Hazel Extract from / Parse HTML

Jonatan · April 21, 2021, 5:49pm

Hello all,

I have an HTML file from which I want to extract some information to rename the document.
Sadly I can’t just match the content, as I can only reliably find it in relation to its HTML tag.
It seems to me like there is no field in Hazel for me to access the raw file content.

I tried using Javascript to access the XPath of the element I want, but didn’t get that to work.
I then found a shell application that did what I wanted but then sadly found out that “Run shell script” doesn’t allow for a return value to be passed back to Hazel.
I wanted to work around that by using an AppleScript as an intermediary but my Script isn’t working as I can’t seem to figure out what data type the “theFile” value has, that Hazel passes into the script.

This is the script I was testing with:

on hazelMatchFile(theFile, inputAttributes)
	set title to do shell script "cat " & name of theFile & " | /Users/Jonatan/go/bin/pup 'html body table tbody tr td div:nth-child(1) table tbody tr:nth-child(4) td table tbody tr:nth-child(3) td table tbody tr:nth-child(3) td:nth-child(2) span:nth-child(1) text{}'"
	
	return {hazelPassesScript:true, hazelOutputAttributes:{title}}
end hazelMatchFile

I have no idea if I am on the right path here and am now stuck after having tried everything that came to my mind, so I would greatly appreciate any suggestions on how I could parse information from an HTML file.

Tjluoma · April 21, 2021, 11:27pm

Hi @Jonatan

I think the easiest way to do this is to have Hazel run a shell script on the file, and have the shell script rename the file based on the information that it finds.

Does the /Users/Jonatan/go/bin/pup command return the information that you want to use as the name?

If so, you ought to be able to do something like this (be sure to get everything from the first line to exit 0 when you copy/paste).

#!/usr/bin/env zsh -f

	# we want to define a `$PATH` that will include more than the default folders
	# that Apple includes. It does not matter if all of these folders do not exist.
PATH='/usr/local/sbin:/usr/local/bin:/opt/homebrew/bin:/opt/homebrew/sbin:/usr/bin:/bin:/usr/sbin:/sbin:/opt/local/bin'

	# `$1` is how the variable name for the first argument passed to the script
	# 	from Hazel, which should be the file name. I will assume you are using Hazel
	# 	rules to make sure this script is only going to run on files you want to check.
	# We are going to run the `pup` command on the file `$1` and save the result to
	# 	a variable named `$TITLE`
TITLE=$(cat "$1" | "$HOME/go/bin/pup" 'html body table tbody tr td div:nth-child(1) table tbody tr:nth-child(4) td table tbody tr:nth-child(3) td table tbody tr:nth-child(3) td:nth-child(2) span:nth-child(1) text{}')

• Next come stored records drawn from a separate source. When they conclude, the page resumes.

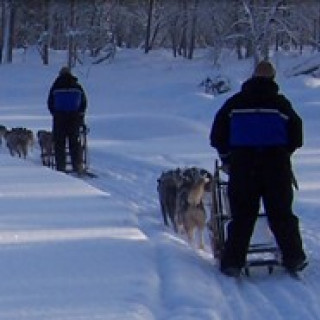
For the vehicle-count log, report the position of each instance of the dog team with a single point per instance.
(181, 196)
(20, 142)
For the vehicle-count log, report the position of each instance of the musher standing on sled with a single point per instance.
(67, 104)
(255, 133)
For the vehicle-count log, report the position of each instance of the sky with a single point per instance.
(97, 248)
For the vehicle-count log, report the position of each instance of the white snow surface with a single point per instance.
(97, 249)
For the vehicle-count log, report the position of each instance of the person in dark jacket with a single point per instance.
(255, 133)
(67, 104)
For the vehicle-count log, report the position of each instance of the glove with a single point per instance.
(225, 159)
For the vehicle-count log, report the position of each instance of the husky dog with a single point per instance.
(3, 130)
(45, 141)
(167, 191)
(191, 214)
(19, 141)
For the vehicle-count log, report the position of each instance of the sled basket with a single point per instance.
(262, 250)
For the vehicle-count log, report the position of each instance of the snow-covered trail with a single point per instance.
(97, 249)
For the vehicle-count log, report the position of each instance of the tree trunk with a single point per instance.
(71, 42)
(193, 29)
(45, 47)
(8, 31)
(147, 47)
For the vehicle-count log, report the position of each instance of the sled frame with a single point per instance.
(83, 133)
(259, 254)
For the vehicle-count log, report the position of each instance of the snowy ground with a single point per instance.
(97, 249)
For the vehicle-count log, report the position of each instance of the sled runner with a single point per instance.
(48, 157)
(262, 251)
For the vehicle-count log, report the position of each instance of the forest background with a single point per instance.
(91, 30)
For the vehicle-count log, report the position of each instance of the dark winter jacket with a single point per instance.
(66, 95)
(256, 118)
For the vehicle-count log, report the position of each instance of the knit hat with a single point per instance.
(264, 69)
(64, 70)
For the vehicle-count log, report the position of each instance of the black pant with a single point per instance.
(255, 176)
(66, 126)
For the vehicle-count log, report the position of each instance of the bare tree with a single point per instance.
(8, 7)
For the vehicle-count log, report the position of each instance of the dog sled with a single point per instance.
(48, 155)
(262, 251)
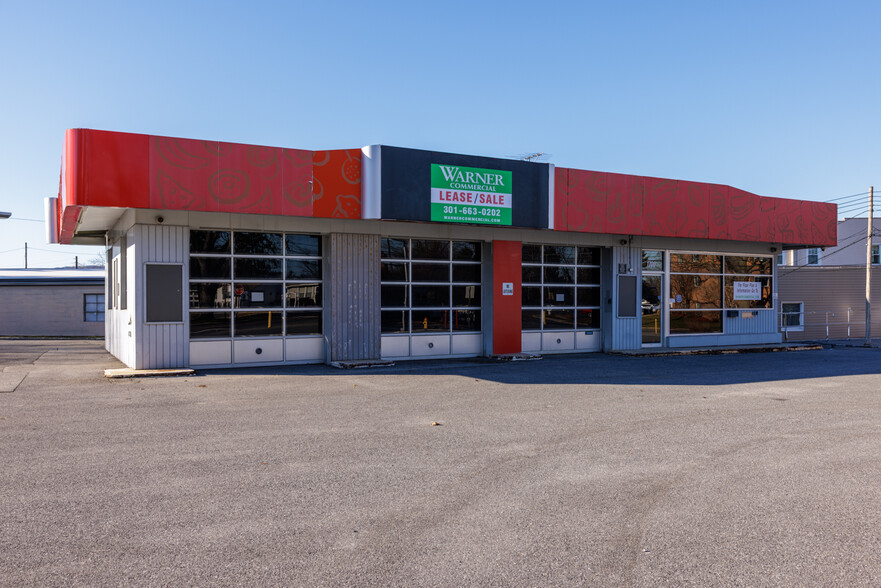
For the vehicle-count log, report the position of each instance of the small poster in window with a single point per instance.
(747, 291)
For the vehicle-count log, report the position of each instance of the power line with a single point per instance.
(857, 240)
(846, 197)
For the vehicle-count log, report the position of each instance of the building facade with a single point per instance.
(223, 254)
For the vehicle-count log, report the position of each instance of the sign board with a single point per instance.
(747, 290)
(470, 195)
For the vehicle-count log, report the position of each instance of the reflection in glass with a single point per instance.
(685, 322)
(559, 275)
(735, 264)
(431, 295)
(303, 323)
(210, 325)
(393, 272)
(559, 296)
(257, 243)
(210, 295)
(393, 248)
(466, 272)
(531, 320)
(393, 296)
(303, 295)
(652, 261)
(559, 319)
(589, 256)
(430, 272)
(209, 241)
(257, 324)
(588, 296)
(212, 268)
(695, 291)
(690, 263)
(394, 321)
(589, 275)
(258, 295)
(466, 251)
(303, 245)
(652, 313)
(466, 295)
(251, 268)
(762, 298)
(430, 320)
(425, 249)
(559, 254)
(300, 269)
(531, 274)
(531, 296)
(531, 253)
(466, 320)
(588, 318)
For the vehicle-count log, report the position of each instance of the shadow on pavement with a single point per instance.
(595, 368)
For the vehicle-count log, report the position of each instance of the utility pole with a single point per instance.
(869, 272)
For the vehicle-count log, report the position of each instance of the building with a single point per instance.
(223, 254)
(822, 291)
(52, 302)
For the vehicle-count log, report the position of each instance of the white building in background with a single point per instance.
(823, 290)
(52, 302)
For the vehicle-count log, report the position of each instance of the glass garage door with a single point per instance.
(561, 298)
(430, 298)
(255, 297)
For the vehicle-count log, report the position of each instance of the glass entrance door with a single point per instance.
(652, 310)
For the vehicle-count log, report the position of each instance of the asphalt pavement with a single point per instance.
(759, 469)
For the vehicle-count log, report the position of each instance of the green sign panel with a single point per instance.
(470, 195)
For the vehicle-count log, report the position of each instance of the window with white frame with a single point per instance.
(254, 284)
(561, 287)
(792, 316)
(93, 308)
(703, 286)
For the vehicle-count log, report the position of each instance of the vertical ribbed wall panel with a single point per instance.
(163, 345)
(626, 332)
(354, 297)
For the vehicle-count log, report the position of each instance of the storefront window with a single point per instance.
(560, 288)
(429, 286)
(703, 286)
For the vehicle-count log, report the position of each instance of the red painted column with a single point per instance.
(507, 319)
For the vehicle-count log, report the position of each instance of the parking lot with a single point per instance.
(757, 469)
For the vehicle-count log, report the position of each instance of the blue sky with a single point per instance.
(777, 98)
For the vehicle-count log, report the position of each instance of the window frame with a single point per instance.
(577, 287)
(723, 277)
(234, 306)
(410, 284)
(99, 310)
(800, 327)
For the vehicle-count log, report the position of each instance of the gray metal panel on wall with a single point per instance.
(626, 332)
(160, 345)
(354, 297)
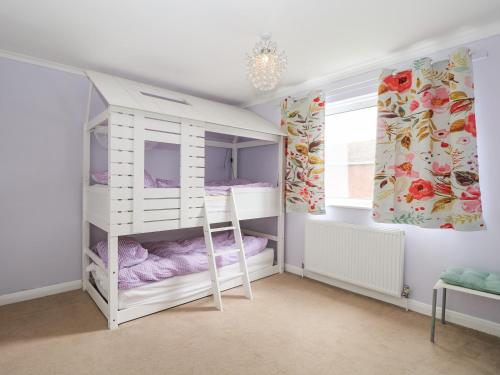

	# if $TITLE is NOT (!=) empty ("") then we will rename the file
	# using `mv -n` (`mv` is `move` in unix) and the `-n` will make sure
	# that `mv` does not overwrite an existing file with the same name.

if [[ "$TITLE" != "" ]]
then
	mv -n "$1" "$TITLE"
fi

exit 0

Jonatan · April 24, 2021, 1:28pm

Hi @Tjluoma,

thanks for the help, that script worked wonders!
pup by it self turned out to not give me my desired output and I had to add some cleaning steps to make it look good and not contain any problematic characters.
So this is what I ended up with:

TITLE=$(cat $1 | tidy -utf8 -q -f /dev/null -c --wrap 0 | "$HOME/go/bin/pup" 'html body table tbody tr td div:nth-child(1) table tbody tr:nth-child(4) td table tbody tr:nth-child(3) td table tbody tr:nth-child(3) td:nth-child(2) span:nth-child(1) text{}' | sed 's/://g' | tr -d '\n' | tr -s ' ')

I noticed that I never mentioned what I am actually doing with this, so here a little addition:
I am using the HTML of the invoice emails Apple sends for every App Store purchase / Subscription renewal and I extract the title.
Thus combined with a second rule my file get properly renamed to, for example:
20210310-Apple-iCloud 50 GB Storage Plan.html

Now onto solving the second step, the pdf conversion, from my other post

Tjluoma · April 24, 2021, 4:48pm

Looks good! However, just a friendly note / word of warning.

Whenever you are dealing with a variable in a shell script, always put it in "straight double quotes" (straight ones, not ‘smart’ or ‘curly’ ones)

So instead of

	cat $1

you should always use

	cat "$1"

Otherwise you risk running into errors when there are spaces in filenames or paths.

Using "straight double quotes" will prevent those errors.

That will save you time and frustration later!

Jonatan · April 25, 2021, 7:00am

Oh right, thanks, fixed!